Peeling & Mashing the Potatoes
- Scrub the potatoes to remove the dirt.
- In a large pot, add in bay leaves and the potatoes
- Add enough water to the pot to cover the potatoes and a dash of salt
- Set the stove to medium high heat and cook the potatoes for 30-40 minutes. (This will vary depending on the size of the potatoes. (You’ll know it’s done when you can insert a knife into it smoothly and it doesn’t feel like a crunchy apple in the middle.)
- When the potatoes are done, drain the water out of the pot.
- If you are peeling the potatoes, do it now. (Detailed instructions on how to easily peel it is on the blog post)
- In a bowl, combine the roasted garlic, milk, butter and potatoes and start mashing!

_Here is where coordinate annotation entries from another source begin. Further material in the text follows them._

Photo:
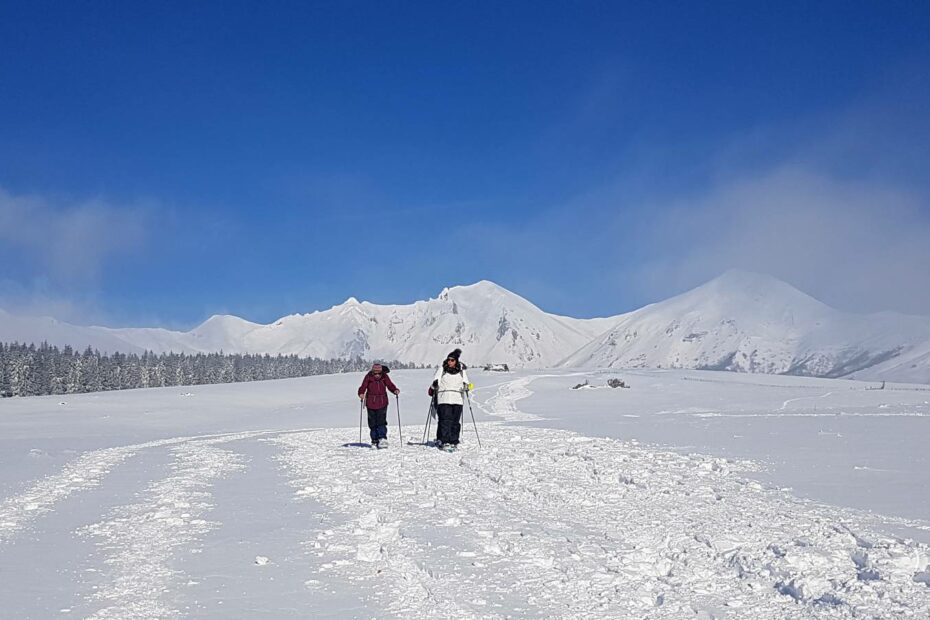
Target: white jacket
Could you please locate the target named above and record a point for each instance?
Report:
(451, 387)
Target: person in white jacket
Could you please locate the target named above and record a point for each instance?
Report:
(448, 389)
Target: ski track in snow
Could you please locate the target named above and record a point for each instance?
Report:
(84, 473)
(552, 524)
(792, 400)
(141, 540)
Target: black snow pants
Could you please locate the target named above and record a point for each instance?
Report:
(377, 423)
(450, 423)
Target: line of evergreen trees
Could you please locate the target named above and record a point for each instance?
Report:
(30, 370)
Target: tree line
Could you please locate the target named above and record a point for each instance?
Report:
(30, 370)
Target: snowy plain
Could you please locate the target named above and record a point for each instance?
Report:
(690, 494)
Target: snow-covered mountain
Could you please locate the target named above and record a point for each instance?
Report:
(748, 322)
(739, 321)
(489, 322)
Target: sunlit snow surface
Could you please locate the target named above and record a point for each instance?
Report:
(257, 500)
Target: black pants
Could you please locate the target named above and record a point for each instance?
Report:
(450, 423)
(377, 423)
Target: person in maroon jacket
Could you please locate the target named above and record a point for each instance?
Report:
(373, 392)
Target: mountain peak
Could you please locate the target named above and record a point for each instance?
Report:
(741, 286)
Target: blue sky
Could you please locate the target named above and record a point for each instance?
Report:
(160, 163)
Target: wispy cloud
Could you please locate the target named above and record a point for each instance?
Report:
(66, 240)
(858, 245)
(55, 252)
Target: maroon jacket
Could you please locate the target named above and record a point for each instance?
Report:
(377, 388)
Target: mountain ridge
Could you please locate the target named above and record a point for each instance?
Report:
(738, 321)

Mash it lots for a creamier mashed potato – Mash it less for a chunky rustic mashed potato!
- Add salt to taste (not too much, the gravy has salt too! :)) and set the mashed potatoes a side for later.
Sausage & Gravy
- With a sharp knife, make a slit down the sausage and remove the meat and break it up into small pieces. Discard the casing.
- In a large skillet pan, set the stove to medium high heat and cook the sausage for 20 minutes or until cooked through and brown.
- Once the sausage is done, remove the sausage from the pan and set aside. Leave the drippings in the pan.
- Add the onions into the pan and set the stove to medium low heat. Cook this down until it is brown and caramelized. It should take about 15 minutes.
- In a small bowl, combine the cornstarch and cold water and mix well, add it to the beef stock and stir
- Add in the beef stock and beer and cook it let it simmer for about 5-10 minutes to allow the flavours to meld.
- Add in the maple syrup
- In a bowl, combine the potatoes, sausage and gravy and dig in!
- If you are a traditionalist, you don't need to remove the sausage from the casing. You can pan fry the sausage whole and cut them into small pieces before serving.
All calories and info are based on a third party calculator and are only an estimate. Actual nutritional info will vary with brands used, your measuring methods, portion sizes and more.